Rob Oele, A look at the sea, 2004
Por um instante, deixa-te ficar aqui, sentada ao meu lado, sem fazer nada, como se o tempo não existisse para além deste momento em que eu desenho a verdadeira extensão do mar com o horizonte de olhos que não alcançam mais do que o preciso lugar que ocupas dentro e fora do corpo. Não te mexas, deixa-te ficar assim, quase imóvel para além do respirar, para que tudo seja exacto, feito por medida, a nossa medida. Deixa-te estar, descansa por um instante e imagina os mil mundos que estão para além deste nosso ponto de fuga. Imagina tudo quanto existe e mais aquilo que podemos descobrir. Imagina tudo isso e mais aquilo que não cabe na nossa imaginação. É muito, não é? Respira fundo e anda, levanta-te, vem daí comigo até onde podermos ir com o desejo de infinito no coração e o Amor a puxar-nos pela mão.

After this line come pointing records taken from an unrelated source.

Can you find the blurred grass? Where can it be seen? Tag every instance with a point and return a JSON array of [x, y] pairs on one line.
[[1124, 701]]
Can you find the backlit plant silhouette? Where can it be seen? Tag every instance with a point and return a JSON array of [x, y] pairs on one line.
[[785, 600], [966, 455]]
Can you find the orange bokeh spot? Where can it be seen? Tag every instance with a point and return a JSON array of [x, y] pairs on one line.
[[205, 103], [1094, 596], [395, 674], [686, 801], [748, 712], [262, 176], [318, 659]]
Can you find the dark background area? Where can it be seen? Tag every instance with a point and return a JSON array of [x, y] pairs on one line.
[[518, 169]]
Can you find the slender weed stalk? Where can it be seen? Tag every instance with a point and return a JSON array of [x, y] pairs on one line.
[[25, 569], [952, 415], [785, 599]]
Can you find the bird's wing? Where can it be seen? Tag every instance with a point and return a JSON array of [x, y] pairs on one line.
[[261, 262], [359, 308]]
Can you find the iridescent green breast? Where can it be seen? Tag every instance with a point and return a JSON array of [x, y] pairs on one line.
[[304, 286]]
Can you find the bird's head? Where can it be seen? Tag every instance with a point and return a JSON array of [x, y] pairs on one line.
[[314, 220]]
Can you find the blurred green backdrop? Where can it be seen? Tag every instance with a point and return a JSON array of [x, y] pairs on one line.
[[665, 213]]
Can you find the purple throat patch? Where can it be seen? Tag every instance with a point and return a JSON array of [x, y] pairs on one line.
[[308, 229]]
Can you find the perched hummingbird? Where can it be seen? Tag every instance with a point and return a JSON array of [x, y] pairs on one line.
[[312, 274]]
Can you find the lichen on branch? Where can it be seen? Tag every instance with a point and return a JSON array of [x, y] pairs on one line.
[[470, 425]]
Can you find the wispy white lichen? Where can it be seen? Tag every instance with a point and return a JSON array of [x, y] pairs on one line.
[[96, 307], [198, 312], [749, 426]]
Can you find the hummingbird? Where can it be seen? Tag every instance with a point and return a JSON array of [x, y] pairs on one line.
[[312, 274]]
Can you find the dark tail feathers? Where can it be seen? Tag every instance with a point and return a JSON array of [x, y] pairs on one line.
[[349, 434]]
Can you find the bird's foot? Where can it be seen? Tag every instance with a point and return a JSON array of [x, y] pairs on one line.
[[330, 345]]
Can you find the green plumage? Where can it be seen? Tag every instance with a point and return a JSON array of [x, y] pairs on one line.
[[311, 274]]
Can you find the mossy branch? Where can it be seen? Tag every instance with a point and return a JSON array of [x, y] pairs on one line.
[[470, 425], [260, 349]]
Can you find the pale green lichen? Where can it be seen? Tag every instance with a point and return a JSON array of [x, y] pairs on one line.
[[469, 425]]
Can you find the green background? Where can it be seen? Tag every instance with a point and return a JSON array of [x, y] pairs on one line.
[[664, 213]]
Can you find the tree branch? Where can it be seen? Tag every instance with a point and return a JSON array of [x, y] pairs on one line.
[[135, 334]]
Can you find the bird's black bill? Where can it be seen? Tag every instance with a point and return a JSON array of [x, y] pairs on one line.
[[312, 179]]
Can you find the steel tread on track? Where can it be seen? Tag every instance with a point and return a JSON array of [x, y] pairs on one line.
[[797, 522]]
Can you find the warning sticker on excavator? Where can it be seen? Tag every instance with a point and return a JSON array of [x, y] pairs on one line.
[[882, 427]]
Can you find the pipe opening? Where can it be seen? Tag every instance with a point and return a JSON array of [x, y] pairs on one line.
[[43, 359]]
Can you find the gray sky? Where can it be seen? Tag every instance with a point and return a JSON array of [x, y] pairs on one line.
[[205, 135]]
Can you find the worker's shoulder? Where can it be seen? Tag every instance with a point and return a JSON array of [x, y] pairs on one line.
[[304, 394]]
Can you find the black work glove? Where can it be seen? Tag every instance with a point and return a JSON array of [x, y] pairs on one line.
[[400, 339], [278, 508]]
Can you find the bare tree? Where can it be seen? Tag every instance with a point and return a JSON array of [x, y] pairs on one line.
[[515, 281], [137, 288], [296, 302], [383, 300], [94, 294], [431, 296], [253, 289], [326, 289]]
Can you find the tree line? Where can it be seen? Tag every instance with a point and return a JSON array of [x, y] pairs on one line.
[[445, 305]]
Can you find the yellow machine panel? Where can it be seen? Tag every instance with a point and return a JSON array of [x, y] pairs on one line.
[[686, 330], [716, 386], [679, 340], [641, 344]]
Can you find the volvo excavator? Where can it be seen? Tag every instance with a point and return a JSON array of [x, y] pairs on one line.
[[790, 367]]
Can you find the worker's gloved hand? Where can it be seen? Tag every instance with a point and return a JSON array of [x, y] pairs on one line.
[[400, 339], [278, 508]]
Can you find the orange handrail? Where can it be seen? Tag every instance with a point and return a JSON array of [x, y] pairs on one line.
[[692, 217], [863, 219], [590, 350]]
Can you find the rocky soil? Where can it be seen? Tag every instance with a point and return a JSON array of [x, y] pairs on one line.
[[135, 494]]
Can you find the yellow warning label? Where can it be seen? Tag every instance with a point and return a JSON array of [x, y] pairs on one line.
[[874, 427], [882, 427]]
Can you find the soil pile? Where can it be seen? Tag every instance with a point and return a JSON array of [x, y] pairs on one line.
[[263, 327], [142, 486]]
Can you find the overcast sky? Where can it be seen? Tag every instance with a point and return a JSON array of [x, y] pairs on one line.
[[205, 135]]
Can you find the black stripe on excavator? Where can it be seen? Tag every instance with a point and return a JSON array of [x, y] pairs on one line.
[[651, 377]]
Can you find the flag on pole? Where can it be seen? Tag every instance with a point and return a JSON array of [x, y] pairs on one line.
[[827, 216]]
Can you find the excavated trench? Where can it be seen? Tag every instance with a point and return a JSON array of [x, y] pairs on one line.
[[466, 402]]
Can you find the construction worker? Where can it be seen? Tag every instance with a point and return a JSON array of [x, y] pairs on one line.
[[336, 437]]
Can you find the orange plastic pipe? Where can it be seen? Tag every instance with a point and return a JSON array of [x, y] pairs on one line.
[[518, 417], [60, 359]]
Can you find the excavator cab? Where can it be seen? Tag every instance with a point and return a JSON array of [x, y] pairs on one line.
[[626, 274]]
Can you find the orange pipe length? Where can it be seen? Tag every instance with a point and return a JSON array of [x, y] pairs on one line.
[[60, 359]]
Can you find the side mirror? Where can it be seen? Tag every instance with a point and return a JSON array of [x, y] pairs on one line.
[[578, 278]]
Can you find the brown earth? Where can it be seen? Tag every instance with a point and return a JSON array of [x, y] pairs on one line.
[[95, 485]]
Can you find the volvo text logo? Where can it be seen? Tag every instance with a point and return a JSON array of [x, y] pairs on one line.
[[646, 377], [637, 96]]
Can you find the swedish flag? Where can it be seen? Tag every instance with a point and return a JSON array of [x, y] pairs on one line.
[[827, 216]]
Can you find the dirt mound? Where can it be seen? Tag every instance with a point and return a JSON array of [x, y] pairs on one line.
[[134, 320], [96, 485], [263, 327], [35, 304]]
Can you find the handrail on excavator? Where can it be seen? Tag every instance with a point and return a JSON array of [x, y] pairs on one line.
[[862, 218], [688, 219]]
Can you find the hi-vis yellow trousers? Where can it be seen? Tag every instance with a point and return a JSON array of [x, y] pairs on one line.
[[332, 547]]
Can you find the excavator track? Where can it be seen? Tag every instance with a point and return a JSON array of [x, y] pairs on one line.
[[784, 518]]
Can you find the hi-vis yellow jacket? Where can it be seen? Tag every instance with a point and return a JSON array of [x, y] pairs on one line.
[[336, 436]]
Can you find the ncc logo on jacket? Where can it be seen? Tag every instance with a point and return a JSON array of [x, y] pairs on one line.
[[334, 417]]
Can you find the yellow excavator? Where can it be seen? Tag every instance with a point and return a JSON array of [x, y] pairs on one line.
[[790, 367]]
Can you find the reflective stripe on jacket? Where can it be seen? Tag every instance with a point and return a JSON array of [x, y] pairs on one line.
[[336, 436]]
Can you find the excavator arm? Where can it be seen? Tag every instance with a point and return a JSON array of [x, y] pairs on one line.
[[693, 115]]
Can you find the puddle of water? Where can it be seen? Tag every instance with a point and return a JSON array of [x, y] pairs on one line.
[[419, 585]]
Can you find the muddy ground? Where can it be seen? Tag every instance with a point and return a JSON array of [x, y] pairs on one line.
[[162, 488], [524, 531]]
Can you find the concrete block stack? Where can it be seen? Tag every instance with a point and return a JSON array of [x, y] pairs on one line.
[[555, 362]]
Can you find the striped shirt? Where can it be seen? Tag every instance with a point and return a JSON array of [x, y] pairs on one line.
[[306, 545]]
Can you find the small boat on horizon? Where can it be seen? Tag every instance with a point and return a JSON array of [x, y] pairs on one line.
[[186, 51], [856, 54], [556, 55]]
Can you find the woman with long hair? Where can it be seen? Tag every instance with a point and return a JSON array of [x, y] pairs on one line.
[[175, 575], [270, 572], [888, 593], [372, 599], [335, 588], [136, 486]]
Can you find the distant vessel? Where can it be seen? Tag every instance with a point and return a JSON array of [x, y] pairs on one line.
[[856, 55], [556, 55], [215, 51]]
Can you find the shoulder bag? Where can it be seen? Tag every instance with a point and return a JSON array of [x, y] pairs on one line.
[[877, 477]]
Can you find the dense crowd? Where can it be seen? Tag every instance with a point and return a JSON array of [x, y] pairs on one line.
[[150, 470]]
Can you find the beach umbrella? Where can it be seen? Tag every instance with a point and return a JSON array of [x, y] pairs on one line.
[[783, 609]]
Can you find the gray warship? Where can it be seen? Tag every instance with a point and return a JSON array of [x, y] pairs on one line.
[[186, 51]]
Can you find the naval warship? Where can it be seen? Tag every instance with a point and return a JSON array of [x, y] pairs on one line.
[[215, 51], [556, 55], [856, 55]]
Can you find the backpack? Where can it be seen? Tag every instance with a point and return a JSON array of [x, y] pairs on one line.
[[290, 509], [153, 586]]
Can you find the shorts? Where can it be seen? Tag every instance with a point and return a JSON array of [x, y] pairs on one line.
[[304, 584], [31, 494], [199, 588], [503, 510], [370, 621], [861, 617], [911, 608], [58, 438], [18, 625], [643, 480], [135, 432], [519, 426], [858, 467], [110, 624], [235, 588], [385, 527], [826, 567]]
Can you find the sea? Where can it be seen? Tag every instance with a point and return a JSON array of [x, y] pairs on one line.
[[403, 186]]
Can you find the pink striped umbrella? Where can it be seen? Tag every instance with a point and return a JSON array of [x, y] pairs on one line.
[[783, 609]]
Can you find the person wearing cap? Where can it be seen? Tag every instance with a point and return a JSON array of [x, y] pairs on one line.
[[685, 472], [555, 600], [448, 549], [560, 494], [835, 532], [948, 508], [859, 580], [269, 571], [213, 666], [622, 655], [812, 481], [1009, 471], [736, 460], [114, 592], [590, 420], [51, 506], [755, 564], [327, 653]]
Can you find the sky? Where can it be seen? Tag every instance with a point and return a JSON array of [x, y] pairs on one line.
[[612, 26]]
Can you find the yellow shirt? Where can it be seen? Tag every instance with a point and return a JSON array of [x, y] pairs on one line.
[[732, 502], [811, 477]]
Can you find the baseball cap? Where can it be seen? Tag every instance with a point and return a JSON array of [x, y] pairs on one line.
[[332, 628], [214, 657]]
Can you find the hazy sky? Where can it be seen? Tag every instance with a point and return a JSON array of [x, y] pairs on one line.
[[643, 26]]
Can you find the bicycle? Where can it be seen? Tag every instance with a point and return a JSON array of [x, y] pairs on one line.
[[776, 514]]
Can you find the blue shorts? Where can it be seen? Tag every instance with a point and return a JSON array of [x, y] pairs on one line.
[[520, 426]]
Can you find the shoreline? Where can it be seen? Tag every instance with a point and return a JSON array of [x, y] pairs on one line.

Meu Amor, nunca te canses de ir até longe comigo.

segunda-feira, 6 de setembro de 2010

Recapitulando


Anabark, Braços ao vento (AGO2010)
No outro dia, enquanto tu não estavas à distancia de um abraço e eu ficava suspensa no contar dos dias, entrei no carro, no fim do entardecer, ausente do mundo a minha volta, e deixei-me surpreender por um pedaço de sol e gratidão da natureza reflectidos no meu retrovisor. Fiquei quieta com receio de desmaterializar o momento que me espreitava do lado de fora do vidro traseiro e, só a custo, acordei a ideia e recuperei o gesto para poder guardar a imagem dessa liberdade e sintonia que só existem na natureza e nos afortunados que experimentaram o amor pleno. Quando penso em ti, consigo definir dois ou três conceitos primordiais que nos distinguem enquanto espécie humana: amor, felicidade e vida. Não por lógica ou pensamento inteligente, mas porque sei que, contigo, aprendi coisas essenciais e porque, hoje, sou maior, muito mais e melhor graças ao que consegui aprender desde o momento que nos descobrimos uma na outra. E os dois ou três conceitos que julgo saber definir acontecem inseparáveis, vivo-os num só, porque se implicam reciprocamente. A vida não existe sem Amor e quem não ama não pode ser uma pessoa feliz. Porque o Amor é o princípio de tudo e o infinito da vida. Porque a felicidade é o estado que se alcança quando percebemos a importância dos braços que nos amam à nossa espera. Porque nada vale a pena sem esse sentido de dádiva desinteressada e livre. Porque a vida é, acima de tudo, um acto de amor. Não se vive em desertos áridos e num coração vazio e moribundo cabem todas as pessoas infelizes do mundo. És em mim esta clarividência das coisas.